The U.S. House of Representatives Armed Services Committee also expressed concern about the withdrawal, according to the committee's proposals for the U.S. defense budget for the next fiscal year, which demanded from the administration "a report on the impact on the national security of a potential exit, on the position of the allies on the U.S. exit and how the U.S. could make up for the photos and information received under the treaty."
Chance 2 : Global efforts
After the withdrawal announcement, related global parties have held meetings and released statements to try to save the dying treaty. Over 30 countries have pledged to keep adhering to the treaty, including Russia, America's NATO allies and Eastern European states.
NATO allies met and vowed to continue to uphold, support, and further strengthen arms control, disarmament, and non-proliferation, as well as urged Russia to take actions to save the treaty.
"NATO Allies and partner nations have engaged with Russia, both in capitals and at the OSCE in Vienna, to seek Russia's return to compliance at the earliest date possible. Russia's return to compliance is the best way to preserve the benefits of the Treaty," according to the statement by the NATO secretary general on the treaty.
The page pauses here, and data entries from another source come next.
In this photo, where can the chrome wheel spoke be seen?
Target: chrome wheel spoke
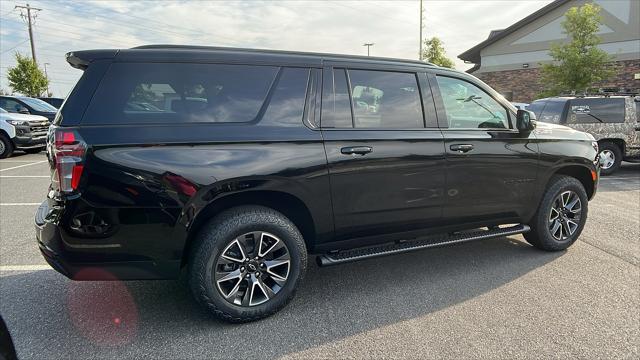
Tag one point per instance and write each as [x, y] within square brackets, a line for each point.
[235, 252]
[252, 269]
[556, 231]
[565, 215]
[268, 244]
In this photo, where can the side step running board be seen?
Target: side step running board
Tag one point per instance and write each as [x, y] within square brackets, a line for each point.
[411, 245]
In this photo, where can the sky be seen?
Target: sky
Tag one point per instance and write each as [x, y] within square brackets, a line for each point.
[319, 26]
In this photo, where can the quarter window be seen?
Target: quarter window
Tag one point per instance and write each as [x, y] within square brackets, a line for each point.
[469, 107]
[384, 99]
[336, 109]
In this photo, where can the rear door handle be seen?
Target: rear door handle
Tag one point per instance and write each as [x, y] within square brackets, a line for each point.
[356, 150]
[462, 148]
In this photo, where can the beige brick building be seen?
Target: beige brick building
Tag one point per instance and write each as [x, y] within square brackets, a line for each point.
[509, 59]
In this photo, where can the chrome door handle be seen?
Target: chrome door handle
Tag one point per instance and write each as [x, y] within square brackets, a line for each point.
[462, 148]
[356, 150]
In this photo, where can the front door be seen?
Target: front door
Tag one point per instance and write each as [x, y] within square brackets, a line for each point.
[386, 164]
[491, 167]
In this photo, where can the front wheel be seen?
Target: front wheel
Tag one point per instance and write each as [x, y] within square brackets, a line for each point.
[246, 263]
[561, 215]
[611, 157]
[34, 150]
[6, 146]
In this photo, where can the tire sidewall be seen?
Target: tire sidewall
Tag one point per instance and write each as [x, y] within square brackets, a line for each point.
[218, 235]
[564, 184]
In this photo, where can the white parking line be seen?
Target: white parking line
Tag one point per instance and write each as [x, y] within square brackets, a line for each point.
[4, 268]
[19, 166]
[19, 204]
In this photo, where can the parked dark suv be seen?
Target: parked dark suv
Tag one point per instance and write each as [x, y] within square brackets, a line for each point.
[614, 121]
[236, 165]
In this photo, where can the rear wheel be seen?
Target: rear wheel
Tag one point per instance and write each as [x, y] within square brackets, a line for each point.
[6, 146]
[611, 156]
[246, 263]
[561, 215]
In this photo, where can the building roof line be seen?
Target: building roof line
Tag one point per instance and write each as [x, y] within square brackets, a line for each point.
[473, 54]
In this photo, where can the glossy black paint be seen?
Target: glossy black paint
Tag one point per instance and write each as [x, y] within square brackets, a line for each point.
[148, 188]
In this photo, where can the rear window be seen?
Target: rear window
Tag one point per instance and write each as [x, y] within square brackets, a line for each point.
[552, 112]
[136, 93]
[590, 111]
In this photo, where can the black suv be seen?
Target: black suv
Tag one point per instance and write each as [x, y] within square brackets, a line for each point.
[235, 165]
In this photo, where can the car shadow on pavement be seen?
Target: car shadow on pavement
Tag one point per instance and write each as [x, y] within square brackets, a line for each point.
[51, 316]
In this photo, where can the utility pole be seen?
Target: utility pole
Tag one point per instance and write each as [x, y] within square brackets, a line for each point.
[30, 22]
[47, 77]
[420, 53]
[368, 45]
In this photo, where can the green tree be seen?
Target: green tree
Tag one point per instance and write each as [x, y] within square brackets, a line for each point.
[578, 63]
[433, 52]
[26, 77]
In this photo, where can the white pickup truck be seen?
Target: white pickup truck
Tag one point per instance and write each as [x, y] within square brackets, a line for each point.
[23, 132]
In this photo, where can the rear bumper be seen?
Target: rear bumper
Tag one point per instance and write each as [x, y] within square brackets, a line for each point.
[69, 263]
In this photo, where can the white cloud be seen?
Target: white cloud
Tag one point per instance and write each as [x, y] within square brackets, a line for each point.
[320, 26]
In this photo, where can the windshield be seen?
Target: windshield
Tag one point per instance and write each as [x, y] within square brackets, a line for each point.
[39, 105]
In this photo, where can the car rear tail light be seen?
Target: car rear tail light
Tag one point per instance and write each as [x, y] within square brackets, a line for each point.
[68, 154]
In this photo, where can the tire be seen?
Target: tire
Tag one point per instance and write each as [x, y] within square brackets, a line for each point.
[613, 157]
[222, 236]
[34, 150]
[542, 234]
[6, 146]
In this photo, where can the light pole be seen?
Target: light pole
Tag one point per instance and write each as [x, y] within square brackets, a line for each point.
[368, 45]
[47, 77]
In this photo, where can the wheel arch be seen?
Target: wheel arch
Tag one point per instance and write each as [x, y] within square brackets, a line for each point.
[287, 204]
[617, 141]
[579, 172]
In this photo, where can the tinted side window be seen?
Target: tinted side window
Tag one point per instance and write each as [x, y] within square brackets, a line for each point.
[336, 108]
[536, 107]
[10, 105]
[470, 107]
[287, 102]
[384, 99]
[588, 111]
[179, 93]
[552, 112]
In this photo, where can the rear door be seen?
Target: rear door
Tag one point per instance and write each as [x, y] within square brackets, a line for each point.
[491, 167]
[384, 150]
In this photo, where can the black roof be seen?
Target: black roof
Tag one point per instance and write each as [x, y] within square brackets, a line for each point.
[80, 59]
[473, 54]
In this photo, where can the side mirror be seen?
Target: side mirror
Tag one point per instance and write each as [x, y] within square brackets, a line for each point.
[525, 121]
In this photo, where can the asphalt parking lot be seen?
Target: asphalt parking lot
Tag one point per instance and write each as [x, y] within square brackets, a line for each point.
[493, 299]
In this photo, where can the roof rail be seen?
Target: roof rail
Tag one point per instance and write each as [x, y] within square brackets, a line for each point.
[283, 52]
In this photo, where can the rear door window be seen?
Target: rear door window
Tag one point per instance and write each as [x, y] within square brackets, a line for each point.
[596, 111]
[135, 93]
[384, 99]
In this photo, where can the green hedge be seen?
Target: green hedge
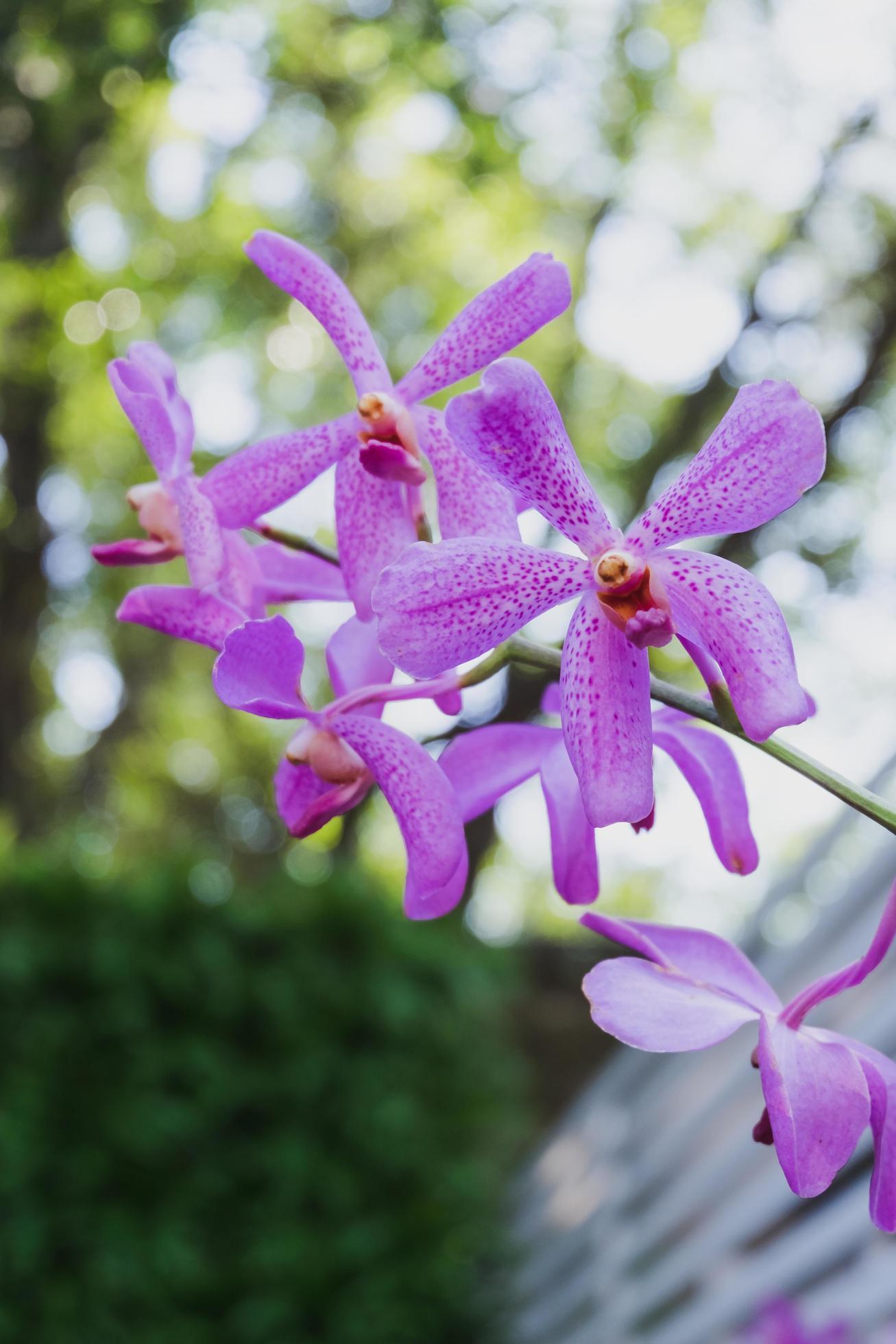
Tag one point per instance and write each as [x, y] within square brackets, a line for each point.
[276, 1121]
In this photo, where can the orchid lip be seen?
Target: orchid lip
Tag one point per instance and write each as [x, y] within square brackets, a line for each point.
[379, 411]
[618, 571]
[331, 758]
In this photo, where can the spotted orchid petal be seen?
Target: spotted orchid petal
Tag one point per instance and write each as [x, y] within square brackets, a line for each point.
[143, 398]
[241, 577]
[306, 803]
[711, 769]
[257, 479]
[574, 856]
[200, 530]
[880, 1077]
[442, 605]
[354, 659]
[470, 503]
[766, 452]
[492, 324]
[182, 612]
[425, 808]
[692, 953]
[660, 1009]
[260, 670]
[605, 688]
[512, 429]
[488, 763]
[374, 526]
[298, 575]
[155, 359]
[817, 1101]
[734, 617]
[317, 288]
[133, 550]
[827, 987]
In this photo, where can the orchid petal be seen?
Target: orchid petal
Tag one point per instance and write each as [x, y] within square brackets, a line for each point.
[257, 479]
[827, 987]
[260, 670]
[605, 688]
[655, 1008]
[735, 619]
[354, 659]
[317, 288]
[574, 855]
[488, 763]
[766, 452]
[694, 953]
[512, 429]
[711, 769]
[143, 400]
[374, 526]
[425, 808]
[298, 575]
[442, 605]
[241, 578]
[182, 612]
[158, 362]
[492, 324]
[203, 543]
[306, 803]
[817, 1101]
[880, 1075]
[133, 550]
[470, 503]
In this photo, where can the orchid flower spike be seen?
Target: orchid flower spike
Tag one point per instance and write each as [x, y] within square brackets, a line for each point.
[779, 1323]
[441, 605]
[488, 763]
[821, 1089]
[340, 753]
[380, 444]
[230, 579]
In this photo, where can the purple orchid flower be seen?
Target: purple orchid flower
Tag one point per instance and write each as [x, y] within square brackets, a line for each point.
[378, 445]
[488, 763]
[230, 579]
[343, 750]
[781, 1323]
[821, 1089]
[441, 605]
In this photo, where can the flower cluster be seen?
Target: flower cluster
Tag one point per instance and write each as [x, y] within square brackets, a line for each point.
[428, 608]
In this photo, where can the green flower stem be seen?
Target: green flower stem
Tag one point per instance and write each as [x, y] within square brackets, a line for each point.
[298, 543]
[722, 715]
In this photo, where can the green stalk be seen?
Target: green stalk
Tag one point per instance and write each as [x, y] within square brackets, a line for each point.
[723, 717]
[298, 543]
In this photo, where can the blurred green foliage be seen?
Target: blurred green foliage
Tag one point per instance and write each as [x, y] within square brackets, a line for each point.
[284, 1118]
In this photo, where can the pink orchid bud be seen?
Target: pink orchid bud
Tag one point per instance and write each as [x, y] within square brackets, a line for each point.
[158, 512]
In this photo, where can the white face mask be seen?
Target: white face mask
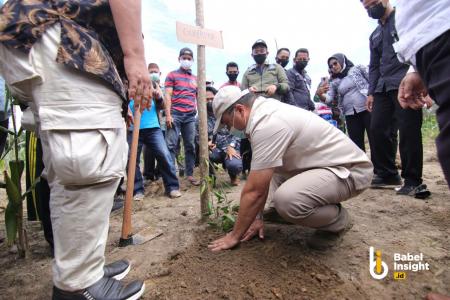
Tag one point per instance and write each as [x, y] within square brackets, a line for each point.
[154, 76]
[186, 64]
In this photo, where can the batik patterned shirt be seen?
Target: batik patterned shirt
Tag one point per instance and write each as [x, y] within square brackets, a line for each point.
[89, 40]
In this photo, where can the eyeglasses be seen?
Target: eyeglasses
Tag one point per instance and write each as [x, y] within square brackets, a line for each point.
[335, 63]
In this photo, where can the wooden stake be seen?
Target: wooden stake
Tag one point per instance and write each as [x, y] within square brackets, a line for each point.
[126, 224]
[202, 114]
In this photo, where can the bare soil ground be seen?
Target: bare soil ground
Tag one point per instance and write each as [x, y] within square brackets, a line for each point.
[178, 265]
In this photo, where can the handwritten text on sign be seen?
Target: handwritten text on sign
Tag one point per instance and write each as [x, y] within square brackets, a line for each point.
[200, 36]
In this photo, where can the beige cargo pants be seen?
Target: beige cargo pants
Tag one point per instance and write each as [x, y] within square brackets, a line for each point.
[84, 152]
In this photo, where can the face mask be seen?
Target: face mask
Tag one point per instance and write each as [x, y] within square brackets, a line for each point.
[377, 11]
[232, 77]
[301, 65]
[236, 132]
[209, 108]
[186, 64]
[282, 62]
[154, 76]
[260, 58]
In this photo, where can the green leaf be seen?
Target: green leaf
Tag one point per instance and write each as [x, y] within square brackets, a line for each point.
[16, 168]
[10, 224]
[12, 191]
[218, 195]
[32, 187]
[3, 129]
[229, 217]
[203, 188]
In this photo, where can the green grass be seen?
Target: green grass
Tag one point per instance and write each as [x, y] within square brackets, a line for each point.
[430, 128]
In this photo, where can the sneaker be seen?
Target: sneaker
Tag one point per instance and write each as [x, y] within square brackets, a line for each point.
[193, 181]
[379, 181]
[105, 288]
[175, 194]
[138, 197]
[117, 270]
[323, 240]
[420, 191]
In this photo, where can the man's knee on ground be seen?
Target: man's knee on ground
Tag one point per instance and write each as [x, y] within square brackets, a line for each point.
[234, 166]
[290, 208]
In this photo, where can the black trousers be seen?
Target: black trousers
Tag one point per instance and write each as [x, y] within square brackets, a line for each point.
[433, 64]
[387, 114]
[357, 125]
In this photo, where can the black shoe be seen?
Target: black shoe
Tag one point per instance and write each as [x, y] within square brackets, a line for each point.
[418, 191]
[117, 270]
[104, 289]
[379, 181]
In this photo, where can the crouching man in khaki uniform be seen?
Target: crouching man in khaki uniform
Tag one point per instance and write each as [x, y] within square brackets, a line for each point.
[304, 166]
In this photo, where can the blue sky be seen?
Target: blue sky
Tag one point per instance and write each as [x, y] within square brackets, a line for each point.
[323, 26]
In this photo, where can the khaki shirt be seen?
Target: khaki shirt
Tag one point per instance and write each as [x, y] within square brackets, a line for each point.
[293, 140]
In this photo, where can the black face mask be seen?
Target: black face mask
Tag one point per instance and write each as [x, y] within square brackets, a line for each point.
[301, 65]
[260, 58]
[282, 62]
[377, 11]
[209, 108]
[232, 77]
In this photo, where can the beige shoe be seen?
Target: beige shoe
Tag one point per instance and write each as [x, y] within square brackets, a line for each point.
[175, 194]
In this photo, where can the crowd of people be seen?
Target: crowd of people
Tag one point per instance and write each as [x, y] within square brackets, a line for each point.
[289, 143]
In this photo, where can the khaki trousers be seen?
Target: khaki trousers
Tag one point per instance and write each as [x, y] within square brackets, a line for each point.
[84, 153]
[310, 199]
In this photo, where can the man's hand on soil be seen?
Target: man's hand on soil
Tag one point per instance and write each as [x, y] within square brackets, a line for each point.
[257, 227]
[227, 242]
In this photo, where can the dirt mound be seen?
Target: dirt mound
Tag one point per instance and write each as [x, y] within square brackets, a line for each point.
[255, 270]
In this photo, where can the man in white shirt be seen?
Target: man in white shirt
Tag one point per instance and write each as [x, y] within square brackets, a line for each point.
[303, 165]
[423, 29]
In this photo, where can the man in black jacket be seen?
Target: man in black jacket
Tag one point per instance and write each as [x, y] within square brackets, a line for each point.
[385, 74]
[300, 82]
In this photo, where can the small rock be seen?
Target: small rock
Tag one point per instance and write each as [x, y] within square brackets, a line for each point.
[277, 293]
[163, 272]
[321, 277]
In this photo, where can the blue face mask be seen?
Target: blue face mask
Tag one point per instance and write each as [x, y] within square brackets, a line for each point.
[236, 132]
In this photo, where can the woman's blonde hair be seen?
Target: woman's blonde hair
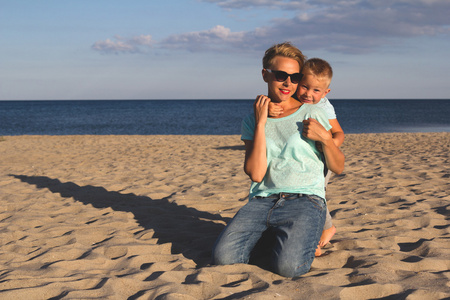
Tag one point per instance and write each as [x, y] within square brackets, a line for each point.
[285, 49]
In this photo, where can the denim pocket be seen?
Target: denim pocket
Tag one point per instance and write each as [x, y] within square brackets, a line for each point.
[317, 201]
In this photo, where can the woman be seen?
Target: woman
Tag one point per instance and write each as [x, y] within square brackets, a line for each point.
[287, 194]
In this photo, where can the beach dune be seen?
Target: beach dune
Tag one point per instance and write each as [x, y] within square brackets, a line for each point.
[135, 217]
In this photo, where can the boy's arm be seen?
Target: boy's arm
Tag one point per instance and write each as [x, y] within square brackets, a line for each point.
[337, 132]
[334, 158]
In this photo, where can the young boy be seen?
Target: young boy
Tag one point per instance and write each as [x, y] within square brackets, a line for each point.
[312, 89]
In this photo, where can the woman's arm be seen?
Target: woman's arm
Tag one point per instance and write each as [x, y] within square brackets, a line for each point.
[255, 165]
[334, 158]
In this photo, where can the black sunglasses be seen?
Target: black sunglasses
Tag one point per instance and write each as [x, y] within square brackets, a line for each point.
[283, 76]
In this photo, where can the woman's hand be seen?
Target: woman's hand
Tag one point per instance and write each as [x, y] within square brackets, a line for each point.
[261, 107]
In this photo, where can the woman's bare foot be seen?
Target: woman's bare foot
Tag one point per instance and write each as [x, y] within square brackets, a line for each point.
[318, 251]
[327, 234]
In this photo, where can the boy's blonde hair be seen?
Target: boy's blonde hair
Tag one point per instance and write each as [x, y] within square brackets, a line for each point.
[318, 68]
[285, 49]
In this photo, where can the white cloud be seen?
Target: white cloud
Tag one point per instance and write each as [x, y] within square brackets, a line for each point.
[123, 45]
[346, 26]
[217, 38]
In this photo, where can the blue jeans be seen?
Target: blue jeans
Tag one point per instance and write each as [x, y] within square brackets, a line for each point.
[297, 221]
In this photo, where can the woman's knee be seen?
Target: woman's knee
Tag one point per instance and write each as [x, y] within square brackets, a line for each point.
[289, 269]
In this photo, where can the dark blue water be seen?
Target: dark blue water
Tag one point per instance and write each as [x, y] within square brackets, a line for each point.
[217, 117]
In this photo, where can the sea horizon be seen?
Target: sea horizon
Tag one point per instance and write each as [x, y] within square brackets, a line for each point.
[202, 116]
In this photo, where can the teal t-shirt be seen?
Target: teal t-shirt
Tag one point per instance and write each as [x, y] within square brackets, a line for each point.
[294, 163]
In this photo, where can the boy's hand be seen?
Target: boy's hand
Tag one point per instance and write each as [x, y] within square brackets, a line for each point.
[261, 108]
[275, 109]
[313, 130]
[319, 146]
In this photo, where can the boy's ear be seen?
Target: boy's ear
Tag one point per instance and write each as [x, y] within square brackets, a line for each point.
[265, 74]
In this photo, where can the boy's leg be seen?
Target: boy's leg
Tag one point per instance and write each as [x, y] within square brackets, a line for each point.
[239, 237]
[298, 225]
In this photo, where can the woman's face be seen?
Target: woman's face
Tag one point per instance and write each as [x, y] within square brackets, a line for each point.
[281, 91]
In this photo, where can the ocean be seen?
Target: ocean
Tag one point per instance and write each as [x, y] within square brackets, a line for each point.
[211, 117]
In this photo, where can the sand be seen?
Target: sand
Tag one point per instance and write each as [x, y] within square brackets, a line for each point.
[135, 217]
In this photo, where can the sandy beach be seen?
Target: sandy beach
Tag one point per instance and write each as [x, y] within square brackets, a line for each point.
[135, 217]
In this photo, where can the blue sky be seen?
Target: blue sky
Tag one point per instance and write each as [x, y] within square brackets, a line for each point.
[212, 49]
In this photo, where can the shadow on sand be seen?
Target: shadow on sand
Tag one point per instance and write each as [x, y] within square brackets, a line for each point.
[191, 232]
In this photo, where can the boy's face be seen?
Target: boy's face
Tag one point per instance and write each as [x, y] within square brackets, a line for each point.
[311, 90]
[281, 90]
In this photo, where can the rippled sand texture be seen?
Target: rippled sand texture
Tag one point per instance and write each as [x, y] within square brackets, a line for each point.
[135, 217]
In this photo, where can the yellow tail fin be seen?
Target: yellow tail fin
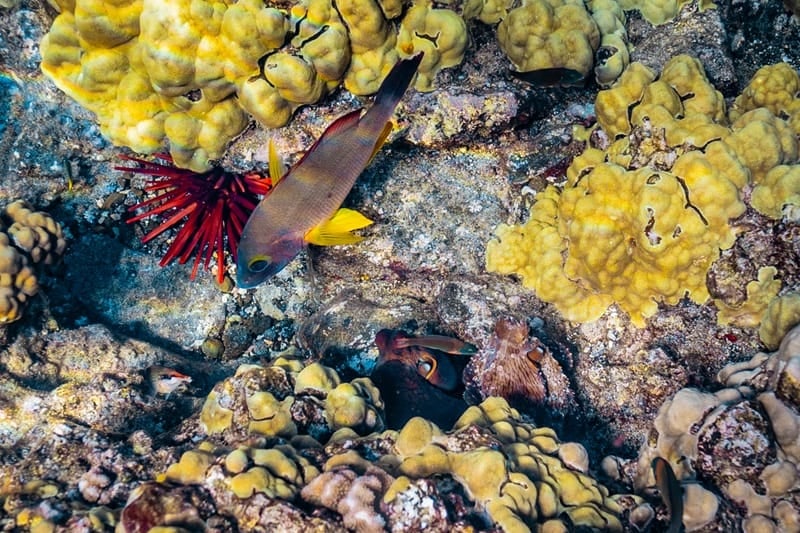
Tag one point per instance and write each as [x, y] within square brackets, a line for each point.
[338, 228]
[275, 164]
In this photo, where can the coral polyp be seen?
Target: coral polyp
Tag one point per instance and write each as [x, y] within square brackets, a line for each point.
[209, 209]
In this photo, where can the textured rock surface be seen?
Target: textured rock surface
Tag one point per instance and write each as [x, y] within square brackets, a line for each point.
[80, 428]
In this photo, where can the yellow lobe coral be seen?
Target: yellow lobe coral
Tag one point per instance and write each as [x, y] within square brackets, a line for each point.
[656, 206]
[354, 404]
[612, 105]
[782, 314]
[214, 416]
[774, 87]
[759, 295]
[762, 141]
[440, 33]
[269, 416]
[778, 194]
[191, 469]
[544, 34]
[372, 43]
[190, 72]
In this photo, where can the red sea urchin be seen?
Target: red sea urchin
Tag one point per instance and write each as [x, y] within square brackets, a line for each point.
[211, 209]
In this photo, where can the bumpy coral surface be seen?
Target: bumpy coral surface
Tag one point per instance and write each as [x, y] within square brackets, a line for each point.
[541, 34]
[492, 467]
[737, 450]
[30, 240]
[640, 220]
[191, 73]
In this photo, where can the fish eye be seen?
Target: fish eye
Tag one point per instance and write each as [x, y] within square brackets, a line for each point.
[258, 263]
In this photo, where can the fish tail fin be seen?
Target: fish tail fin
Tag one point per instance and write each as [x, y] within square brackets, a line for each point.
[338, 229]
[391, 91]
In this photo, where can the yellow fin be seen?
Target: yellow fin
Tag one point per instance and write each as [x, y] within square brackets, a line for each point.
[275, 164]
[336, 230]
[387, 129]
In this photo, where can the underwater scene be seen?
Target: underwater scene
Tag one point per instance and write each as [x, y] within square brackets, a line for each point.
[399, 266]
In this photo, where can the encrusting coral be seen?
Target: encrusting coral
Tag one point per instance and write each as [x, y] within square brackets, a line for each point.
[735, 451]
[565, 34]
[640, 220]
[28, 240]
[492, 463]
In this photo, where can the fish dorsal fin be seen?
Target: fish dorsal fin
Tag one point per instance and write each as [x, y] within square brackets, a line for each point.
[275, 164]
[338, 228]
[345, 121]
[387, 129]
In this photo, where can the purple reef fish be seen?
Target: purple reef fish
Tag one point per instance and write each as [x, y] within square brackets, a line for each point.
[303, 208]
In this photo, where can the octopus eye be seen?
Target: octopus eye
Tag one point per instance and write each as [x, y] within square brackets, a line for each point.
[258, 263]
[426, 367]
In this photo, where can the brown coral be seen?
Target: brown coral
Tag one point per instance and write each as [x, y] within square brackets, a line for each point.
[356, 497]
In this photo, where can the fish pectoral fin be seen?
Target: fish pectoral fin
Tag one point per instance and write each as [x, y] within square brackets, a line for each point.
[276, 170]
[337, 229]
[387, 129]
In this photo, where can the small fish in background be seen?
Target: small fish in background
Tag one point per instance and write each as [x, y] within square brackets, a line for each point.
[164, 380]
[551, 77]
[304, 206]
[671, 493]
[420, 376]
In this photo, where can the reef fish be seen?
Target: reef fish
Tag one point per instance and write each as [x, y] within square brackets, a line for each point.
[165, 380]
[302, 208]
[671, 493]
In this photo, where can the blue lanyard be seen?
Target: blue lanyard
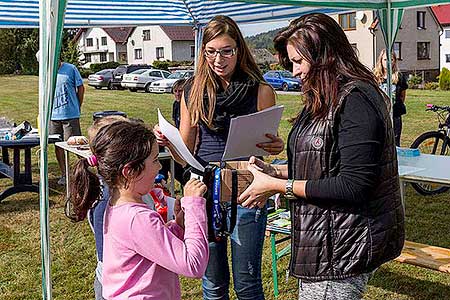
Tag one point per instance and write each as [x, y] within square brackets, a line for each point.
[217, 211]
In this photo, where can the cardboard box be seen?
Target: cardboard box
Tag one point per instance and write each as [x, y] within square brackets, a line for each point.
[244, 177]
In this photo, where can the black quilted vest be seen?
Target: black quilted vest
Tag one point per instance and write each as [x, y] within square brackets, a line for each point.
[337, 241]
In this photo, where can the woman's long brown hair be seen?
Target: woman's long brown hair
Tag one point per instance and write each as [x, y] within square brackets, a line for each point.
[321, 42]
[206, 80]
[116, 145]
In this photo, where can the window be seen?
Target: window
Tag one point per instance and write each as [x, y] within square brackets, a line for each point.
[447, 34]
[146, 35]
[397, 49]
[348, 21]
[420, 20]
[423, 50]
[137, 53]
[159, 52]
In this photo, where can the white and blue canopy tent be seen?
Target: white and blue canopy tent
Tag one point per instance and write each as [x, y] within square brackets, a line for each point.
[51, 16]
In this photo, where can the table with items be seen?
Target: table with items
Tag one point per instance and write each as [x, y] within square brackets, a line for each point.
[22, 180]
[424, 168]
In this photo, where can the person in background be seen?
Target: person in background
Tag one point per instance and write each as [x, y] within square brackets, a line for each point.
[342, 173]
[142, 255]
[227, 84]
[398, 88]
[65, 119]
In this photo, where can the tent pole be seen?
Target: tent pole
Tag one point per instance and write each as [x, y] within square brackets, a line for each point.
[51, 22]
[389, 53]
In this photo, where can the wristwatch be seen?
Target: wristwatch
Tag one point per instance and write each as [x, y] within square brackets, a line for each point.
[289, 194]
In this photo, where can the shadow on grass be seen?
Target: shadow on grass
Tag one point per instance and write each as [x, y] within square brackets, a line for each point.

Ten European Union countries expressed regret at the withdrawal, announcing that dialogue will continue with Russia and the they will continue to implement the treaty.
In a joint statement, the foreign ministries of Belgium, the Czech Republic, Finland, France, Germany, Italy, Luxembourg, the Netherlands, Spain and Sweden said the pact "is a crucial element of the confidence-building framework that was created over the past decades in order to improve transparency and security across the Euro-Atlantic area."
China, which is not a party to the treaty, expressed "deep regret" over the U.S. move, calling it a "display of the United States' entrenched Cold War mentality."
"As noted, we may be willing to reconsider this decision if Russia demonstrates a return to full compliance with this confidence-building Treaty, but without such a change of course from the Kremlin, our path will lead to withdrawal in six months' time," Pompeo said.
However, Russia has repeatedly refuted U.S. accusations on breaching the treaty. The Russian Foreign Ministry said that Moscow would work with the United States only on a mutual basis and would not accept any ultimatums.
Russian Deputy Foreign Minister Sergei Ryabkov warned on Saturday that the problem is "the United States systematically quits international arms control agreements and destroys the entire architecture in this area."
"We do not rule out any options for ourselves," he said. "We will make it abundantly clear to our colleagues on Monday (at the online conference) so that they have no illusions."
"If our counterparts are interested in preserving the treaty, they should make every effort to ensure its viability, in particular, work with the United States on the inadmissibility of further destructive steps by Washington," Ryabkov stressed.
Chance 3: More surprises?
Once asked after the announcement if he could explain why the government would exit the treaty, Trump's characteristically incoherent response was, "Russia didn't adhere to the treaty, and anyway, when we pull out, Russia will want to make a new deal with us," without explaining how or even why it's necessary.
Though the president's remarks gave no clear clues of his further plan, the clear point is that the chances of collapse or not are very hard to estimate.
"Any forecast is based on some predictable trends, whereas the politics of the Trump administration are unpredictable," said Aleksey Arbatov, head of the Center for International Security of the Institute of World Economy and International Relations.
The U.S.' withdrawal without trying to make any compromises is another example of the Trump administration's political sentiment and ideology, said the expert.